Paul Goble
Staunton, Jan. 10 – In the past, Russians who favored the introduction of censorship did so to prevent what they saw as the moral degradation of society. Now, a VTsIOM poll, conducted last summer but released only this week, shows that this group backs censorship to prevent panic and maintain order.
The results of this survey by a polling agency close to the Kremlin can be found at wciom.ru/analytical-reviews/analiticheskii-obzor/kontrol-informacii-za-i-protiv and are analyzed at newizv.ru/news/2024-01-10/zhenschiny-za-a-muzhchiny-protiv-63-rossiyan-odobryayut-gosudarstvennuyu-tsenzuru-v-smi-425982).

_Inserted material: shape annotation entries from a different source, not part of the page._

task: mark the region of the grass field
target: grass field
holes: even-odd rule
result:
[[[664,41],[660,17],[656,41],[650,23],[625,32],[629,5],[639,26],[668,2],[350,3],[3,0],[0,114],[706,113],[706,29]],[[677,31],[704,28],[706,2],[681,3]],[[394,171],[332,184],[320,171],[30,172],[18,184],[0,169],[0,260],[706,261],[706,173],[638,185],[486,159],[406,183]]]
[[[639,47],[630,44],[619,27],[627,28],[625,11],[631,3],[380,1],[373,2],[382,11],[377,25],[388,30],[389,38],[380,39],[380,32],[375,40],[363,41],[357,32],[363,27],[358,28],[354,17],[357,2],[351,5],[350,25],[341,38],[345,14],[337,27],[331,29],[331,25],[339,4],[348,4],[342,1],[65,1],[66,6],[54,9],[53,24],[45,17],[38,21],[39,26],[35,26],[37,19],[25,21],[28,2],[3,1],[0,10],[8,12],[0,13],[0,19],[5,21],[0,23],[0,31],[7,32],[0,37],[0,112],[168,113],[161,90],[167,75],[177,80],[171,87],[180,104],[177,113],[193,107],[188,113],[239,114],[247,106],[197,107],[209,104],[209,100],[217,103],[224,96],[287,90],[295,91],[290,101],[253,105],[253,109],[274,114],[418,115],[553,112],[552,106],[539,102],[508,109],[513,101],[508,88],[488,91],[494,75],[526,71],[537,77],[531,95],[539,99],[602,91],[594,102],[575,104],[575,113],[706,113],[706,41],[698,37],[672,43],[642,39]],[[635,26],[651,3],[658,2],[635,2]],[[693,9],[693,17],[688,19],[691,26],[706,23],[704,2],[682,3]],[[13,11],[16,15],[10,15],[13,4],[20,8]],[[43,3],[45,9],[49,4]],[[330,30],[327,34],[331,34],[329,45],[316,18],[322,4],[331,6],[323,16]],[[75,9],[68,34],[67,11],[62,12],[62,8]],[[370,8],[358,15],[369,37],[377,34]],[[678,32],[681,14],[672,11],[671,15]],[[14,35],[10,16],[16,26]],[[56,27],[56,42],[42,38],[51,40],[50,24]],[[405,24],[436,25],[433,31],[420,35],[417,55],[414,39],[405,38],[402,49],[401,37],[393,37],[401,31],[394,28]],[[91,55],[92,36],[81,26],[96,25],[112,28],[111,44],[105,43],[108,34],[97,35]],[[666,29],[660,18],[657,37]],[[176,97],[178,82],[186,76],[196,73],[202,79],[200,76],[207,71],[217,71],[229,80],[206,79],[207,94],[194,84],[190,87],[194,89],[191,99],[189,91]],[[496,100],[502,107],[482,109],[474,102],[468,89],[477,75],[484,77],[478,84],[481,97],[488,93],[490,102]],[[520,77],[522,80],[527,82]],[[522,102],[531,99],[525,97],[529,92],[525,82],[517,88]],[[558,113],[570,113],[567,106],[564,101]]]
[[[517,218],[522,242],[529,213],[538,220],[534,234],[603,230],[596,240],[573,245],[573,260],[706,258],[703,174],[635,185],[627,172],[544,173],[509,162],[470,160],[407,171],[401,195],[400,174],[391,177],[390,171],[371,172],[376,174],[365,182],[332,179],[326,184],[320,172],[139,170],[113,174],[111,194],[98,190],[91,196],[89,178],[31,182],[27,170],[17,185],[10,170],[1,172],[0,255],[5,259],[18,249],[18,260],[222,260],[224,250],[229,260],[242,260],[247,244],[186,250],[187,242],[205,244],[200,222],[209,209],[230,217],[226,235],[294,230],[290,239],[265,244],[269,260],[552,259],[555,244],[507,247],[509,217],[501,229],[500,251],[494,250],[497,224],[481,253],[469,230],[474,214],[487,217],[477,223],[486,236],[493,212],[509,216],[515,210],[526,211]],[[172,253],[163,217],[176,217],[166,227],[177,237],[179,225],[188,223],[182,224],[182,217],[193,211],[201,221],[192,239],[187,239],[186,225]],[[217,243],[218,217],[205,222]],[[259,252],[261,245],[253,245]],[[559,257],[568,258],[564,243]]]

Demographically, supporters and opponents of censorship now and in the past divide as they have in the past, with supporters older, less educated, less urban, and television viewers and opponents younger, more educated, more urban, and more likely to turn to the Internet for news and information – in sum between the Putin electorate and the opposition.
But if earlier surveys suggested that the Putin supporters primarily favored censorship as a tool to protect society from moral decay, this one makes clear that they now overwhelmingly do so because they fear that unrestricted news reports may spread panic and lead to disorder in Russian society.
As so often in the case of Russian polls, this result almost certainly says more about what the Kremlin believes than about what even its supporters actually believe, a sign that those at the top of the power vertical are more worried about panic and disorder than they have typically let on.
These results and the decision to release them now suggests that the powers that be in Russia may push for even more censorship than they have already imposed – but do so with new arguments likely to appeal to the attitudes its supporters are expressing today rather than those they manifested earlier.